Thursday, March 22, 2007

A Different Type of Web Security

Or an inadvertent security measure.

We have a mission critical system that every project has to access before it can ship. No project is complete until this system has been updated.

It is a web based system. You can do all the work you need to do in a browser.

But only if you have the right browser.

IE is not the right browser. Firefox won't work either. Opera? Forget about it. And don't even bring up Safari.

No, you need Netscape to use the system. A specific version of Netscape. A nine year old version of Netscape.

Unless you have that version, the application will not display correctly, your inputs will not be accepted, and you will get errors every time you try to go through the prescribed process required for each project.

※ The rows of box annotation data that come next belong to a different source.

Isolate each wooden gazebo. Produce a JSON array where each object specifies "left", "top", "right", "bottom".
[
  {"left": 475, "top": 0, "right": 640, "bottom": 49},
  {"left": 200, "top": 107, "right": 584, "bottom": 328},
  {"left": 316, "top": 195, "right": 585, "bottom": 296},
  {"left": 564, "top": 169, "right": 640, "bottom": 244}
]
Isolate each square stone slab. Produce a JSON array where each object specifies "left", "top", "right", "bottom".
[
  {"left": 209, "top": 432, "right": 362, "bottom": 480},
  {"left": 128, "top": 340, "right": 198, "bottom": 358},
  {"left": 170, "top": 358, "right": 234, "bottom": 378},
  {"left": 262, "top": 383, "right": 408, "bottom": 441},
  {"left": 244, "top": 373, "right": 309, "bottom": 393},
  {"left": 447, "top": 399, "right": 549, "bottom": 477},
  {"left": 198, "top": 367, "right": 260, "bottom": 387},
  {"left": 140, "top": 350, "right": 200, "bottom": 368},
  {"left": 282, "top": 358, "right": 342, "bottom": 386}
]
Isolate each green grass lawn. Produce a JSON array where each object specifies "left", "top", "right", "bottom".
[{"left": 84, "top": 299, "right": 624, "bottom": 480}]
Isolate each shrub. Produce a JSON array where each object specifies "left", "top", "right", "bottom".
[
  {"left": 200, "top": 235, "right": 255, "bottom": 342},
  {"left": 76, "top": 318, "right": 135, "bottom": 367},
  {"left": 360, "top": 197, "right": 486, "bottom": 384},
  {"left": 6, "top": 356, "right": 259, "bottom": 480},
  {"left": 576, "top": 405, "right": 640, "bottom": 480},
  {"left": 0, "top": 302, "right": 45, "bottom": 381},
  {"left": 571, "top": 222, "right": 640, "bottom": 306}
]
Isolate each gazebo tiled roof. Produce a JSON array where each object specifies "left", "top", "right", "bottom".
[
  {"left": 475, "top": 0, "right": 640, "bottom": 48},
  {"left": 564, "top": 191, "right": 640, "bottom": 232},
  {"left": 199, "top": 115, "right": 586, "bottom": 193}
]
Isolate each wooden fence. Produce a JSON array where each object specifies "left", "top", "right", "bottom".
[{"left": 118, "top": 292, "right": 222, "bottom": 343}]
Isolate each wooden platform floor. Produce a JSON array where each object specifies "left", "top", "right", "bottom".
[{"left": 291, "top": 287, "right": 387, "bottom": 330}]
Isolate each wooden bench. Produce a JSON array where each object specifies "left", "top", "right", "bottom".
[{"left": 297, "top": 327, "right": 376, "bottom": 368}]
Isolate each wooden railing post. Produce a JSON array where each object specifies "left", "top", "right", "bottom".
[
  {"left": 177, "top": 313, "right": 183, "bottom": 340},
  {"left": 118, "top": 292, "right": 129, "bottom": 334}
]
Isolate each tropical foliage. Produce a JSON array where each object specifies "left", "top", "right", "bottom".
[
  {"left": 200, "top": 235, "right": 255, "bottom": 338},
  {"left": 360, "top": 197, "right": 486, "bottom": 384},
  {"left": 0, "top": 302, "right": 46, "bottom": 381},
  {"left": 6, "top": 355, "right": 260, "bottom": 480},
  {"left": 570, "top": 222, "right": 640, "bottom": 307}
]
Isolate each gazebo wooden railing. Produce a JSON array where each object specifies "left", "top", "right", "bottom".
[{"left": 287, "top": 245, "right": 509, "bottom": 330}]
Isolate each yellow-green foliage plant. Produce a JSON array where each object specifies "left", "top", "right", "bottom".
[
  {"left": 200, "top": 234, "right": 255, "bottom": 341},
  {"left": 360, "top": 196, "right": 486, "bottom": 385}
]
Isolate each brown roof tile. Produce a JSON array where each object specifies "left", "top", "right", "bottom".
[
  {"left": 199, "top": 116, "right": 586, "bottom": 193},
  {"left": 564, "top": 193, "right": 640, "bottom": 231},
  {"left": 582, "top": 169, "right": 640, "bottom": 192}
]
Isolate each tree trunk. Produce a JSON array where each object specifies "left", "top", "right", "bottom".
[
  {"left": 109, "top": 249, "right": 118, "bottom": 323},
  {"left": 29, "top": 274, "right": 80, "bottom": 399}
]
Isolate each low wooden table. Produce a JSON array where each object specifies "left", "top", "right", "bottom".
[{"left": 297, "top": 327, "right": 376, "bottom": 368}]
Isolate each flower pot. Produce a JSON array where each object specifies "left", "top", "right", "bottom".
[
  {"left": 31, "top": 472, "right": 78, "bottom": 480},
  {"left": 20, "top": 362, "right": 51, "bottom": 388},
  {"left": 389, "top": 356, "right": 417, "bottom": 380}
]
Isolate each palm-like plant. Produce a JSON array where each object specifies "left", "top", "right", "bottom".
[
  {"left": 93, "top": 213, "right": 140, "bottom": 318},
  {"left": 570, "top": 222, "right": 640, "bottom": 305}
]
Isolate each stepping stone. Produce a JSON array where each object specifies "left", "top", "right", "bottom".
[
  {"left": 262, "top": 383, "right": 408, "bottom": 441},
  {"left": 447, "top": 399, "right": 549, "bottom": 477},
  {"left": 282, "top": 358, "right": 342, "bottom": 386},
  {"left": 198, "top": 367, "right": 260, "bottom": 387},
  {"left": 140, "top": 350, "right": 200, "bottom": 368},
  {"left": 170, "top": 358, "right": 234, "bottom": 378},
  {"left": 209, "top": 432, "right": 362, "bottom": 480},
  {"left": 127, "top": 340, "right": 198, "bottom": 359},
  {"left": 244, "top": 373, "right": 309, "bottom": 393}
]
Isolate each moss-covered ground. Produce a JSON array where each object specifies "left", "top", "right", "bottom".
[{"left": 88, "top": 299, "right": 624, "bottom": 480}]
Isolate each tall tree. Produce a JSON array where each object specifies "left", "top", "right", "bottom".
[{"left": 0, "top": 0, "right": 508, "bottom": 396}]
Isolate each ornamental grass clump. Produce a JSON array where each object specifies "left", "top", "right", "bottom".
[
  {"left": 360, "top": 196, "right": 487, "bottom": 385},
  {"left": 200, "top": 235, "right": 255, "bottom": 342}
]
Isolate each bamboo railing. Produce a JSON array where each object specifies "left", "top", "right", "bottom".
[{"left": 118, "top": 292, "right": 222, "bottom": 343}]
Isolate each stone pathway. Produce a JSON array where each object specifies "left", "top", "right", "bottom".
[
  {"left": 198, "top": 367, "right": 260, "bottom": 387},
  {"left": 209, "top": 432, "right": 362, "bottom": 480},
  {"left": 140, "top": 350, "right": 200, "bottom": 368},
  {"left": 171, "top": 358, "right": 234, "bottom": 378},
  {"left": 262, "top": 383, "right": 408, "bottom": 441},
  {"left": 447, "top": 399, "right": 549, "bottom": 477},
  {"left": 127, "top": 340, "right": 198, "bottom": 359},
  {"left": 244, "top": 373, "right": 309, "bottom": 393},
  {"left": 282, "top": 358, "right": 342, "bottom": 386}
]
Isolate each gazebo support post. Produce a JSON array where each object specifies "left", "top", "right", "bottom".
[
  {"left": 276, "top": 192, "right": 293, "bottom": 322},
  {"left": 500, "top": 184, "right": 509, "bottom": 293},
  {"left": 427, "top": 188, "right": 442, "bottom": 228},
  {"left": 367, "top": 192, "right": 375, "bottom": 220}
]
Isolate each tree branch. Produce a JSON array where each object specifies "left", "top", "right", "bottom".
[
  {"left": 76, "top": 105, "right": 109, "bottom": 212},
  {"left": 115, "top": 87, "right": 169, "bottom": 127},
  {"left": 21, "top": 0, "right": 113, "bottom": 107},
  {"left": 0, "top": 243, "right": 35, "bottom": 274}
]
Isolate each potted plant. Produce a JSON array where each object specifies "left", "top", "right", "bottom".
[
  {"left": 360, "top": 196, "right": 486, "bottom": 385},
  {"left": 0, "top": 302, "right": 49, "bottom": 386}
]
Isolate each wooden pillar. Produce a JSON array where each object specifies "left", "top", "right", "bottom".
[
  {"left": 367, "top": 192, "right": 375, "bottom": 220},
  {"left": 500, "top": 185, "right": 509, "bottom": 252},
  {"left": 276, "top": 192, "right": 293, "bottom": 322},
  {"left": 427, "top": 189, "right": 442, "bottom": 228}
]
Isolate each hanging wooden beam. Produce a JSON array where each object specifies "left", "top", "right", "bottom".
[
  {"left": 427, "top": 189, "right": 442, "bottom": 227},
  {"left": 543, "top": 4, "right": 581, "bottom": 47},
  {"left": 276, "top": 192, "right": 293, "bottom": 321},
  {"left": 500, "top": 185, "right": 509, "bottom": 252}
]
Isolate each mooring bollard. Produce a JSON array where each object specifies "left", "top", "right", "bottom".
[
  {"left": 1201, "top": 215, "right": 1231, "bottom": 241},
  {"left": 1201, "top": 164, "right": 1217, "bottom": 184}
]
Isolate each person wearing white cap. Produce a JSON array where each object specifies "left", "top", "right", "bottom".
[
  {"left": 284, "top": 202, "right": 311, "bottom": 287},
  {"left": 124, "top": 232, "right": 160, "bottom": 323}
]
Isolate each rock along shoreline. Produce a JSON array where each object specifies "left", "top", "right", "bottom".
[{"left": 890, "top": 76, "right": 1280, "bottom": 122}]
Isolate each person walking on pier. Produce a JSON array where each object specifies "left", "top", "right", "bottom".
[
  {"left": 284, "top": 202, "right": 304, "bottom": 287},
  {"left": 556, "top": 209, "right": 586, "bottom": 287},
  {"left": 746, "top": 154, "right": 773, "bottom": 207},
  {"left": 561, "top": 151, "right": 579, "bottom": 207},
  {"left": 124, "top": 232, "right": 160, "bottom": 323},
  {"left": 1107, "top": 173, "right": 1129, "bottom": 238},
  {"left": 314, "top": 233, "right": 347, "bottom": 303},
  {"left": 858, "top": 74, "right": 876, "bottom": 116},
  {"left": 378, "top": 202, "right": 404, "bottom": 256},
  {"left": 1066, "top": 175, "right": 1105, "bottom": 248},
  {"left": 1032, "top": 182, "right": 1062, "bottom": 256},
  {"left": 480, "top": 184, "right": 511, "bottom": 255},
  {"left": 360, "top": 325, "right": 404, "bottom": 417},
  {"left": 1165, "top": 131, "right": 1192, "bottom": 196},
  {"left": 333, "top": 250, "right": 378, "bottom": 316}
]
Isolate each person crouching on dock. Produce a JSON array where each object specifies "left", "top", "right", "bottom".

It is a rite of passage at our company that every new manager finishing up his first project must learn this the hard way. The browser requirement is not documented anywhere. That information is part of what I call "the great oral tradition" of our company where the way things really work is only transmitted by the elders around the campfire, and only when they deem you ready.

So a new manager will be pointed at this application, told to follow the instructions in the ISO compliant document, and sent on his merry way.

A merry way to frustration and despair.

The application will appear to work in IE or any other browser, but key elements will be missing from the page. The new manager will be sure that he just isn't reading the document right. He will try to enter the data in the fields that have the right name, some of which seem to be missing. He will try to submit that data only to get an unhelpful error stating that data from a field he does not see is incorrect.

Eventually the new manager will break down and cry out for help. Impatient weenies like myself do it right away. But other more stoic types will labor on trying to make the instructions work with the application they see. The pain can last for days in that situation.

Eventually the manager will end up on the phone with somebody who has been indoctrinated into the secrets of the application. That person will send the manager to the special location on the network where this special version of Netscape is kept.

Eventually the manager's eyes will be opened. The application will work. All will be right with the world.

Thus the process to ship a project at our company is completely secure. No outsider could possibly do it.

At least that is what I tell myself. It is a much better answer than the one a new manager will get from IT should he call them to complain about the application.

It seems that the guy who wrote it years ago was an ardent Netscape supporter. Only he does not work here any more. He hasn't for years. But the application works and IT, in a seeming reversal of their standard policy, is not inclined to fix something that works.